Kristen Bell Wrote About Her Depression, And We Need To Talk About How We Talk About This
Whether you’ve recently confided in a friend, or you’ve found new sisterhood with a celebrity you can relate to, we need to talk about how we talk about depression. Actress Kristen Bell recently announced her experience struggling with depression and anxiety, and while I feel her on a deep level, the news saddens me. What bothers me the most is that the news made international headlines in a way that satisfies many of our voyeuristic tendencies.
Bell penned an essay for Motto about her picture-perfect upbringing and home life — from her ambitions to her friends, everything was cut out for her. Until the “dark cloud,” with which those struggling with depression are all too familiar, began to follow her around.
“Here’s the thing: For me, depression is not sadness,” she wrote. “It’s not having a bad day and needing a hug. It gave me a complete and utter sense of isolation and loneliness. Its debilitation was all-consuming, and it shut down my mental circuit board. I felt worthless, like I had nothing to offer, like I was a failure. Now, after seeking help, I can see that those thoughts, of course, couldn’t have been more wrong. It’s important for me to be candid about this so people in a similar situation can realize that they are not worthless and that they do have something to offer. We all do.”
So, that’s beyond refreshing. I commend the shit out of her for coming forward and empowering others to seek the help they deserve, but let’s talk about this “coming out of the closet” party when disclosing mental illness, similar to the way the media treated Bell’s coming out of sorts.

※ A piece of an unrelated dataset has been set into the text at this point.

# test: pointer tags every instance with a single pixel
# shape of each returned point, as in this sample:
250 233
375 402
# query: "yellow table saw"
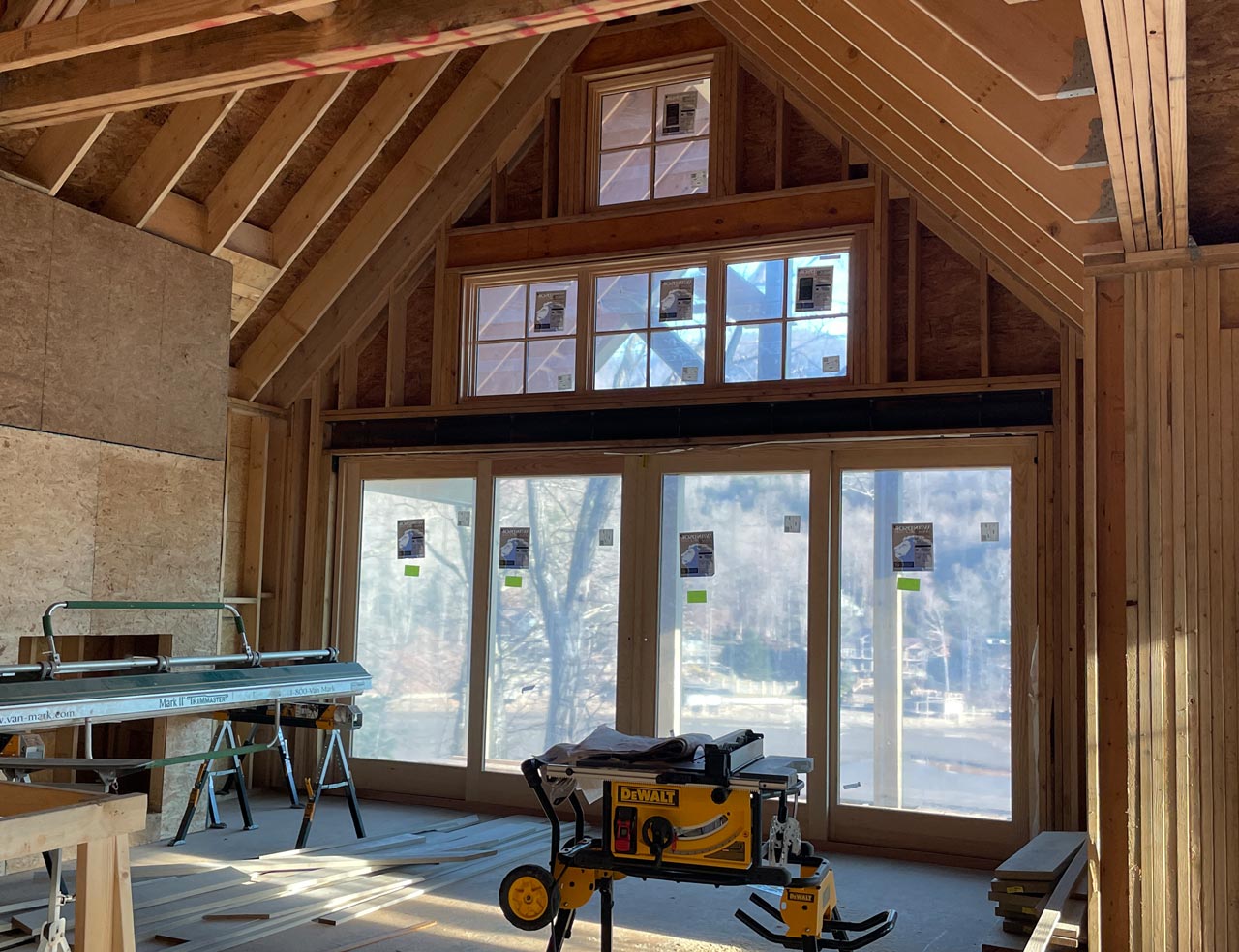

According to the National Alliance of Mental Illness, almost 62 million Americans (or one in four) experience a brush with mental illness each year. That’s someone you know. Someone who delivers your mail. Someone who once tucked you in at night. To report each incident of mental illness in the news in an inflammatory, sensationalized light inadvertently perpetuates the stigma. Just scroll through the comments section on any given piece, and through the words of solidarity, you’ll see a commenter Just Not Get It, and be like, “But their lives are so perfect. I don’t know why they’re sad!!!”
If mental illness is truly a disease and not something you choose (and it is a disease, please don’t refute me on that or I will have to take this kitty litter next to me, light it on fire, and leave it at your doorstep), then reporting on it in a tabloid-like fashion “others” celebrities further and “others” readers who also need help.
In April, Teen Mom OG star Catelynn Lowell was released from treatment for mental health issues, MTV News reported. Lowell thanked her supporters, but ultimately requested “some privacy at this time.” Not speculating here (or maybe I am speculating here), but live and let live, you know?
While yes, I do think it’s not only important, but vital to tear down walls preventing us from speaking about mental illness in a candid manner, remember: these are people’s lives we’re talking about. It can be overwhelming to experience these complicated, sensitive emotions, only to feel the weight of the media microscope asphyxiating you further. Not to mention, some organizations do a dismal job of conveying what it’s like to have mental illness (not going to name names), and that’s pretty triggering and does more harm than good.
While mental illness does fall under a clinical spectrum, feelings are hard to qualify, clarify, and justify. So if you’re writing about the topic from a very detached lens, think about how isolating that might feel for a reader going through the very thing you’re grappling to characterize. And if you know someone who’s going through a tough time, they don’t only need your think piece — they need your love and patience.